Chemical structure of radiolabeled diarylguanidine derivatives

Fig. 18.11

Ex vivo autoradiography of [¹²⁵I]CNS 1261 in coronal sections of rat brain at the level of (a) caudate nucleus (white arrow) and circumscribed zones of cerebral cortex (black arrow) (b) CA1 region of hippocampus (white arrow). The animals were injected with [¹²⁵I]CNS 1261 15 min after permanent occlusion of the middle cerebral artery (left hemisphere) and sacrificed 120 min after tracer injection. (c) Accumulated radioactivity levels in ROIs to cerebellum (Owens et al. 2000)

Fig. 18.12

The mean V _T values (±SD) of [¹²⁵I]CNS 1261 for ROIs from healthy volunteers scanned with the bolus protocol (n = 7) (dark bars) and with the bolus/infusion protocol (n = 6) (light bars) (Bressan et al. 2004)

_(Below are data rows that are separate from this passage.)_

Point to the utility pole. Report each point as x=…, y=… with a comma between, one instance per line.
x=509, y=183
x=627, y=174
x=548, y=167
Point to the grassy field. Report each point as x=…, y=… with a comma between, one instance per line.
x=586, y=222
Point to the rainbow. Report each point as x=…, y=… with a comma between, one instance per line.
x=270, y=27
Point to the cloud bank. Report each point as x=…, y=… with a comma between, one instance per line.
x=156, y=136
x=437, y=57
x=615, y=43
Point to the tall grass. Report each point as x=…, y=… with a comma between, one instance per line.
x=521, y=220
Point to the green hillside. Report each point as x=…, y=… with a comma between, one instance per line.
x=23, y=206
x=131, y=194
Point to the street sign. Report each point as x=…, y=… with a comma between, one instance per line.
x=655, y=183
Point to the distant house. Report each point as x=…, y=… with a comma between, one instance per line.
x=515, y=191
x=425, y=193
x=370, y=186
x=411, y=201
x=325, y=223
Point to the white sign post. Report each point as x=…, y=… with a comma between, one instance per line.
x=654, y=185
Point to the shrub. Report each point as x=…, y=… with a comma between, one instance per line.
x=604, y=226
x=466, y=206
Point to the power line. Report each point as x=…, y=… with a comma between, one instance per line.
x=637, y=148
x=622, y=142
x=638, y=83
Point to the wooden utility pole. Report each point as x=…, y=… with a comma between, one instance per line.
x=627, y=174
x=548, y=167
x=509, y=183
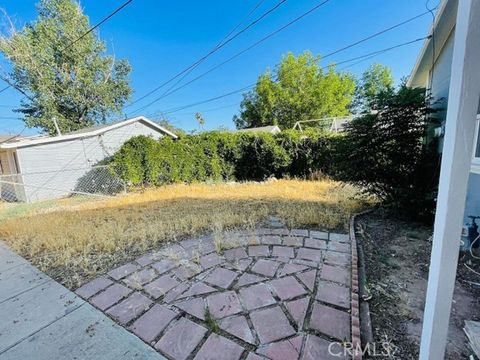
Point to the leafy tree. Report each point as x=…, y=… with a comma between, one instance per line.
x=298, y=89
x=386, y=153
x=170, y=127
x=72, y=81
x=375, y=86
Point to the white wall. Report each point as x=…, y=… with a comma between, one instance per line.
x=440, y=78
x=52, y=170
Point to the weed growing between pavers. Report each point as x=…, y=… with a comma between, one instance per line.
x=211, y=322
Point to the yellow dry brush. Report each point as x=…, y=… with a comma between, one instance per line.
x=78, y=239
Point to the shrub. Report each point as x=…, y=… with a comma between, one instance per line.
x=221, y=156
x=388, y=154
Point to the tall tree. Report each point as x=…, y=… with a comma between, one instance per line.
x=298, y=89
x=374, y=88
x=62, y=75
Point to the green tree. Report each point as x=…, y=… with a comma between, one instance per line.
x=298, y=89
x=72, y=81
x=374, y=88
x=388, y=155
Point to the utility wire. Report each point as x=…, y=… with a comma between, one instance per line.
x=93, y=28
x=257, y=5
x=371, y=54
x=269, y=36
x=211, y=52
x=375, y=35
x=290, y=23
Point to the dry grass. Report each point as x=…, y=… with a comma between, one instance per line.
x=77, y=240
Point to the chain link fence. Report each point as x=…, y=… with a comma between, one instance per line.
x=37, y=186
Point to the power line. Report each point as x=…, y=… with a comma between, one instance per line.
x=211, y=52
x=271, y=35
x=290, y=23
x=376, y=34
x=257, y=5
x=364, y=57
x=100, y=23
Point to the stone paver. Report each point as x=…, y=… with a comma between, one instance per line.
x=210, y=260
x=298, y=310
x=310, y=254
x=160, y=286
x=130, y=308
x=289, y=269
x=123, y=271
x=247, y=279
x=238, y=326
x=43, y=320
x=258, y=250
x=219, y=348
x=337, y=274
x=195, y=307
x=256, y=296
x=153, y=322
x=224, y=304
x=198, y=289
x=181, y=339
x=333, y=294
x=287, y=288
x=221, y=277
x=265, y=267
x=110, y=296
x=275, y=296
x=317, y=348
x=308, y=278
x=286, y=349
x=93, y=287
x=316, y=243
x=283, y=251
x=331, y=322
x=137, y=279
x=263, y=321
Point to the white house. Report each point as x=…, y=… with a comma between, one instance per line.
x=433, y=70
x=46, y=167
x=272, y=129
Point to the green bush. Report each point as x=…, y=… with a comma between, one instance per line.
x=218, y=156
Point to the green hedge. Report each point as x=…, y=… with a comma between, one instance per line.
x=224, y=156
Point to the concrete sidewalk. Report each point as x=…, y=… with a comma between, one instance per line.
x=41, y=319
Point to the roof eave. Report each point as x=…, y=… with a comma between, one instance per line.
x=87, y=134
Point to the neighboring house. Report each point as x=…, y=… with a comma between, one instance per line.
x=46, y=167
x=433, y=71
x=272, y=129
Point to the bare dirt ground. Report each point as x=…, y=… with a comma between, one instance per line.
x=397, y=257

To provide potential PET radioligands for the PCP-binding site, [¹¹C]-labeled diarylguanidine derivatives have been synthesized and evaluated. [¹¹C]GMOM (Fig. 18.10) with a high affinity for NMDARs (K _i = 5.2 nM) was prepared from the corresponding hydroxyl precursor with a specific activity of 46 GBq/μmol. In rats, brain uptake of [¹¹C]GMOM was high and peaked during the early part of the study. Regional brain distribution at 10 min was 1.23, 0.93, and 0.74 % ID/g for the frontal cortex, hippocampus, and cerebellum, respectively, as regards the appearance of contrast in the NMDAR-rich and NMDAR-poor regions. Pretreatment with open channel blockers GMOM or MK-801 (1 mg/kg) or the NB2B-selective NMDAR modulator Ro 25–6981 led to a moderate and uniform decrease of [¹¹C]GMOM uptake in brain regions. On the other hand, NMDAR co-agonist d-serine increased [¹¹C]GMOM binding in all regions. PET imaging in baboons revealed that [¹¹C]GMOM exhibited high BBB penetration. However, the brain distribution of [¹¹C]GMOM was almost homogenous and pre-administration of MK801 did not reduce regional V _T’s or regional V _T ratios. The authors hypothesized that these inconsistent results could be caused by the blocking effect of anesthesia (ketamine and isoflurane) to NMDAR activity (Waterhouse et al. 2004). Further PET investigations of [¹¹C]GMOM in other conditions, such as in a conscious state, have not been reported so far.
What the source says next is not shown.